Ma i meloniani puntano il dito soprattutto contro il silenzio dei vertici del Pd (nessun commento dem, a parte una blanda presa di distanza dai "toni" di De Luca da parte del responsabile Sud Marco Sarracino). Non parla Elly Schlein, che pure è stata chiamata in causa direttamente da Meloni, che ha respinto le accuse di voler "dividere l'Italia" e "abbandonare, tradire il Sud" lanciate ai "patrioti" dalla segretaria dalle colonne di Repubblica.
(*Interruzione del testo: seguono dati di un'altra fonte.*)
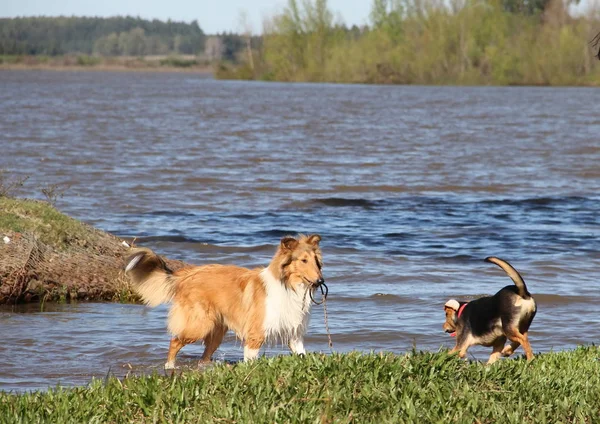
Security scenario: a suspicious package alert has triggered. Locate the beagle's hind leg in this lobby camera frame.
[487,337,506,365]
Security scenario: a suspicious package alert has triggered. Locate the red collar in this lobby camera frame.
[450,302,469,337]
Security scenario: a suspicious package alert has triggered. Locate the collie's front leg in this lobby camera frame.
[288,337,306,356]
[244,339,264,362]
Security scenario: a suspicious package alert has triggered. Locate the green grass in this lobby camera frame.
[0,197,99,250]
[0,346,600,423]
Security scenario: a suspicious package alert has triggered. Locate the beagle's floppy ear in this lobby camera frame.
[444,299,460,311]
[280,236,298,250]
[306,234,321,246]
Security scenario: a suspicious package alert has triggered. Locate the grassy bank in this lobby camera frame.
[0,195,185,304]
[0,347,600,423]
[0,55,213,74]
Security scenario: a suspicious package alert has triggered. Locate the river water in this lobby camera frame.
[0,71,600,391]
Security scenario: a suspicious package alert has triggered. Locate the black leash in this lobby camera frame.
[309,283,333,352]
[309,283,329,305]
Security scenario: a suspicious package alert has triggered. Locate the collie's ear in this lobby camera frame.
[280,236,298,250]
[444,299,460,311]
[306,234,321,246]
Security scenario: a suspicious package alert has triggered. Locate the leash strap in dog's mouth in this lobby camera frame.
[308,283,329,305]
[309,283,333,352]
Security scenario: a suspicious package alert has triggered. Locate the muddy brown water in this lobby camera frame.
[0,71,600,391]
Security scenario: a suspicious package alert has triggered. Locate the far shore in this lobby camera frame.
[0,55,214,75]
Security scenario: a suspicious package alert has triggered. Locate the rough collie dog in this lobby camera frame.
[443,256,537,364]
[125,234,324,369]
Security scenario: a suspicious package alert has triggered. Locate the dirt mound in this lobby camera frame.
[0,198,186,304]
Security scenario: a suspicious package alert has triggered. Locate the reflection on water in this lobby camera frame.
[0,72,600,390]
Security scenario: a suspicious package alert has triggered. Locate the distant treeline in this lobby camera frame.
[217,0,600,85]
[0,16,205,56]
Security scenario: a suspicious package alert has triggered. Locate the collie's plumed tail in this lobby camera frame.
[485,256,531,299]
[125,248,175,307]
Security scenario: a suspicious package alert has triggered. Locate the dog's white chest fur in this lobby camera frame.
[260,268,310,343]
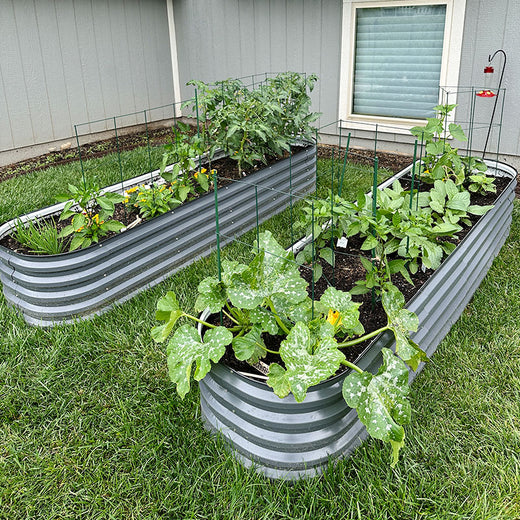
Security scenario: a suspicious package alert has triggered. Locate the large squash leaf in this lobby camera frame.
[167,324,233,398]
[343,348,411,465]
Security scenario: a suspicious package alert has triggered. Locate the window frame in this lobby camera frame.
[338,0,466,133]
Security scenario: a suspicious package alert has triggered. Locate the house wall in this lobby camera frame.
[174,0,520,162]
[0,0,173,163]
[174,0,341,132]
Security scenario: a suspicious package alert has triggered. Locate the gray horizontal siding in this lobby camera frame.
[0,0,173,151]
[175,0,520,155]
[174,0,341,132]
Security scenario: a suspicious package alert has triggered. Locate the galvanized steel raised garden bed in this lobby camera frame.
[0,145,316,326]
[200,157,516,480]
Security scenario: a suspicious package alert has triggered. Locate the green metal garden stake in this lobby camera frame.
[74,125,87,190]
[289,150,294,247]
[114,117,128,223]
[143,110,153,174]
[372,155,379,308]
[330,148,341,287]
[311,202,315,319]
[213,172,223,325]
[338,132,350,197]
[255,184,260,253]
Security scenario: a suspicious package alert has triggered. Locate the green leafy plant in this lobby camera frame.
[56,181,125,251]
[468,173,497,195]
[160,122,205,185]
[410,105,487,185]
[152,232,426,464]
[419,179,493,226]
[185,72,319,174]
[13,219,65,255]
[123,183,181,219]
[295,194,355,281]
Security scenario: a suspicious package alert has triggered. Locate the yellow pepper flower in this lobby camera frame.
[327,309,341,327]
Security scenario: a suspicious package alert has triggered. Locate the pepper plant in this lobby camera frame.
[410,104,487,186]
[152,232,427,464]
[56,180,125,251]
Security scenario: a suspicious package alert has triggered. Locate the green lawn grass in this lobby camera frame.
[0,150,520,520]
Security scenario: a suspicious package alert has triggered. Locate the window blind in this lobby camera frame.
[353,5,446,118]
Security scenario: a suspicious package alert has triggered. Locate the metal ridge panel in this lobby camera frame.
[0,145,316,326]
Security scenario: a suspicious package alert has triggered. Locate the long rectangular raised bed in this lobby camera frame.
[0,145,316,326]
[200,157,516,480]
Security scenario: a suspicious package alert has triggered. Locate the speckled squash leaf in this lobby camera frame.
[231,326,266,363]
[343,348,411,466]
[249,307,278,336]
[228,231,307,309]
[280,321,345,402]
[151,291,184,343]
[195,277,227,314]
[267,363,291,398]
[381,284,428,370]
[167,324,233,398]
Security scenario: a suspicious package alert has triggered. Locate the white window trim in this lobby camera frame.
[338,0,466,134]
[166,0,182,117]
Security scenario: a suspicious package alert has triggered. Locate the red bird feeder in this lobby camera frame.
[476,65,496,97]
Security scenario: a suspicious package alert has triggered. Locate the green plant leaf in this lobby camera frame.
[267,363,291,398]
[342,348,411,466]
[446,191,470,213]
[468,204,494,215]
[167,324,233,398]
[249,307,278,336]
[320,247,334,266]
[319,287,364,335]
[381,283,428,370]
[195,277,227,313]
[151,291,184,343]
[103,220,125,232]
[70,235,87,251]
[280,321,345,402]
[232,325,266,363]
[448,123,468,141]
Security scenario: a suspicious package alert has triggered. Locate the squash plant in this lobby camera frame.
[152,232,427,464]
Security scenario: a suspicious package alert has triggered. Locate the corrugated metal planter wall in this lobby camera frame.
[200,163,516,480]
[0,145,316,326]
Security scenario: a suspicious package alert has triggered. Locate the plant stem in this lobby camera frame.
[341,360,363,374]
[184,314,219,329]
[338,325,389,348]
[222,309,240,325]
[266,298,290,334]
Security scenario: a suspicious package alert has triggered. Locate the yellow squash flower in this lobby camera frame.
[327,309,341,327]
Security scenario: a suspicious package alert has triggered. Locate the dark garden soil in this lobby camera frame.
[0,146,305,255]
[0,128,177,182]
[212,178,510,374]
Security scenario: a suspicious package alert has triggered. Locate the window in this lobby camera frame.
[339,0,465,129]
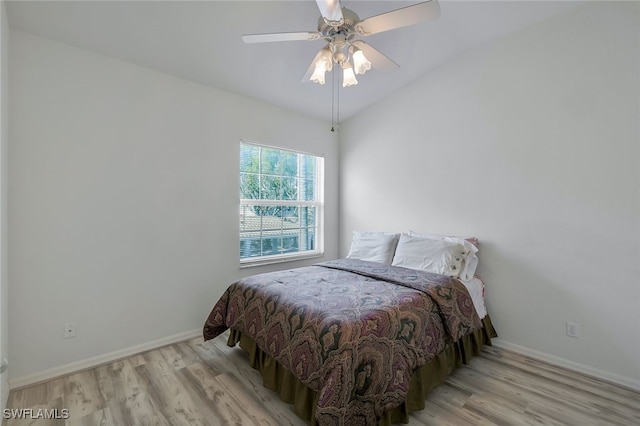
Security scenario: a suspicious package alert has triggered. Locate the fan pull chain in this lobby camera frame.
[331,69,336,132]
[331,67,340,132]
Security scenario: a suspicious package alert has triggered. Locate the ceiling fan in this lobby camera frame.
[242,0,440,87]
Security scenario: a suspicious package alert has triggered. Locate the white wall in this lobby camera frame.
[340,2,640,388]
[0,1,9,410]
[9,32,338,381]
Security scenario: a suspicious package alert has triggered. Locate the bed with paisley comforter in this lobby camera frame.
[203,259,495,425]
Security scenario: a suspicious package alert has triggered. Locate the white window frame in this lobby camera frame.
[238,139,324,268]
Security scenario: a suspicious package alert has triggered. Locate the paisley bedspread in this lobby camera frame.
[203,259,482,425]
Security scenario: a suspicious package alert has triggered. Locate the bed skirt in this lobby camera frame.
[227,315,498,426]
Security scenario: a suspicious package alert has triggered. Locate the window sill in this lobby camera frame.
[240,251,324,268]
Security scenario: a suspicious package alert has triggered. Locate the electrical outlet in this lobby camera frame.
[64,322,76,339]
[567,321,580,339]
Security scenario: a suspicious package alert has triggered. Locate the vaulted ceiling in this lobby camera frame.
[6,0,577,120]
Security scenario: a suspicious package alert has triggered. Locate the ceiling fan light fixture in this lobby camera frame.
[309,48,333,84]
[352,46,371,74]
[342,62,358,87]
[310,63,327,84]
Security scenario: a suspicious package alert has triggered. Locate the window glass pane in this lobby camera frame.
[260,175,282,200]
[240,144,260,173]
[240,143,323,259]
[300,179,316,201]
[260,147,282,175]
[280,152,298,176]
[240,172,260,198]
[300,155,316,178]
[280,177,298,200]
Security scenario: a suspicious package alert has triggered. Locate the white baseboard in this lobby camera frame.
[491,339,640,392]
[9,328,202,390]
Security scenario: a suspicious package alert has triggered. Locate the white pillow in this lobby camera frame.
[409,231,478,280]
[392,234,465,277]
[347,232,400,265]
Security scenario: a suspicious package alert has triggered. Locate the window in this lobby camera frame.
[240,142,324,265]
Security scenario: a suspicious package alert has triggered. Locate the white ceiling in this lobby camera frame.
[6,0,577,120]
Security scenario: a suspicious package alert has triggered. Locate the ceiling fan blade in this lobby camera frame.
[300,44,329,83]
[351,40,400,72]
[316,0,343,25]
[242,31,320,43]
[355,0,440,36]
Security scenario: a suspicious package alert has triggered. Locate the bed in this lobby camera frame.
[203,234,496,426]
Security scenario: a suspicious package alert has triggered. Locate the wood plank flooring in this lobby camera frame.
[2,333,640,426]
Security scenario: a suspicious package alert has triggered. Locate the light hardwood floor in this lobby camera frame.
[3,333,640,426]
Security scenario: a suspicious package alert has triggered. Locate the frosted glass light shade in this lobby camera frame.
[342,64,358,87]
[353,49,371,74]
[310,61,327,84]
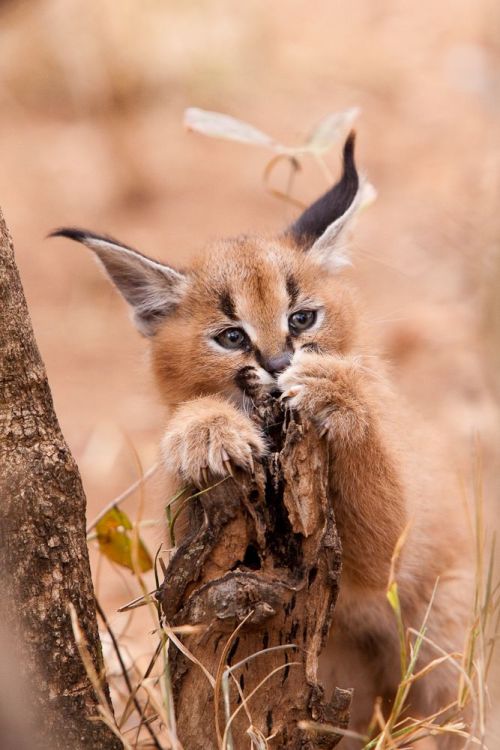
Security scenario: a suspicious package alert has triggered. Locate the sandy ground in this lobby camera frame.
[0,0,500,740]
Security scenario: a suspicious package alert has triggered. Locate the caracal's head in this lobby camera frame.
[53,134,370,404]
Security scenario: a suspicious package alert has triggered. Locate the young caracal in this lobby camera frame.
[54,134,470,747]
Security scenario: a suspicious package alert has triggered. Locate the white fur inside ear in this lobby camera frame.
[83,236,187,336]
[308,178,376,272]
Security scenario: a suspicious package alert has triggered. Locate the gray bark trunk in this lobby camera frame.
[0,207,122,750]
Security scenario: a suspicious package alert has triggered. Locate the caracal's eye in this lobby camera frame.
[214,328,248,349]
[288,310,317,336]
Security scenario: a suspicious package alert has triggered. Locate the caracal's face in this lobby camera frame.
[153,238,354,402]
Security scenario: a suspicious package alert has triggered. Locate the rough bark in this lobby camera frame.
[159,397,351,750]
[0,207,122,750]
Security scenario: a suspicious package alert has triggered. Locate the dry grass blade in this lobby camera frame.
[163,625,215,688]
[222,661,301,750]
[69,604,133,750]
[87,464,159,534]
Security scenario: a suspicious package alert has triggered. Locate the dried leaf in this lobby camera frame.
[96,506,153,573]
[184,107,285,151]
[302,107,360,155]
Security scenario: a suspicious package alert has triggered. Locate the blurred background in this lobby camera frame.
[0,0,500,736]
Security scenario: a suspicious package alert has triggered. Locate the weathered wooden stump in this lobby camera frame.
[160,396,350,750]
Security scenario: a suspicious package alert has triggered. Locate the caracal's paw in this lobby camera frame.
[162,397,266,487]
[278,349,370,444]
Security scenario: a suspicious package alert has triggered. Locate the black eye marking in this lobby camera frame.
[214,328,250,351]
[286,275,300,307]
[288,310,318,336]
[219,291,237,320]
[300,341,322,354]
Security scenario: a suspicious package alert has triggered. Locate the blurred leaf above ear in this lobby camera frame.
[96,506,153,573]
[184,107,360,206]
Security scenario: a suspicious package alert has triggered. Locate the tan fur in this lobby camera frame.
[55,148,472,748]
[152,239,470,747]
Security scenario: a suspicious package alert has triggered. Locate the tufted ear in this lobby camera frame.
[287,132,368,270]
[49,227,187,336]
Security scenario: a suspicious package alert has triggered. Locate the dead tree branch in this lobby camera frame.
[160,390,350,750]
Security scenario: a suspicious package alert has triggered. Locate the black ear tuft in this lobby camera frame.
[287,131,359,245]
[49,227,187,336]
[47,227,141,257]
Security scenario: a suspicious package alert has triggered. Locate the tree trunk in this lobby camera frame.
[0,213,122,750]
[159,396,351,750]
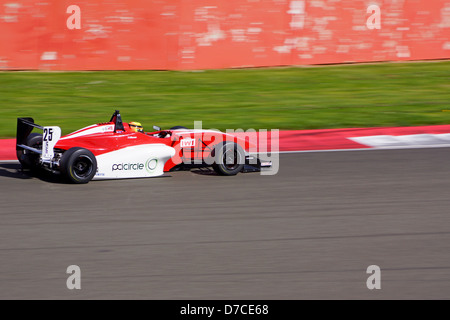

Un segnale di distanza dopo la vicinanza che si era registrata a inizio settimana sulla mozione per Gaza, mentre continuano i contratti tra gli staff per concretizzare l'atteso duello tra le due. Sicuramente prima che scatti la par condicio, è da vedere se prima o dopo Pasqua. Prima è complicato, perché si vota in Sardegna e in Abruzzo e entrambi i fronti sono impegnati nella campagna elettorale. E in più Meloni ha da gestire anche l'agenda internazionale, che la vedrà presiedere il primo G7 virtuale della presidenza italiana il 24 febbraio in occasione dell'anniversario dell'aggressione russa all'Ucraina. E poi in Canada, a inizio marzo. Intanto la battaglia si tiene a distanza, su temi sensibili anche in chiave elettorale.
L'Autonomia "rafforzerà il Sud", insiste da Gioia Tauro Meloni, che difende anche la scelta di andare avanti sul Ponte di Messina - cavallo di battaglia dell'alleato Matteo Salvini con cui nelle ultime settimane sono emerse più le divisioni che i punti in comune. Dalle misure in favore degli agricoltori ("ci siamo accorti delle difficoltà" ben prima "di vedere i trattori in piazza", ripete la premier) alla nuova schermaglia sul terzo mandato che potrebbe scaricare come effetto domino, si ragiona tra i parlamentari, nuove tensioni sul premierato. Oggi però le scintille sono tutte con gli avversari. Con chi "è stato meno capace" finora di gestire i fondi di coesione e non ha ottenuto "risultati". E "non mi stupisce - affonda Meloni - che l'autonomia faccia paura particolarmente a quelli che hanno indicatori più bassi". Leggi Vincenzo De Luca.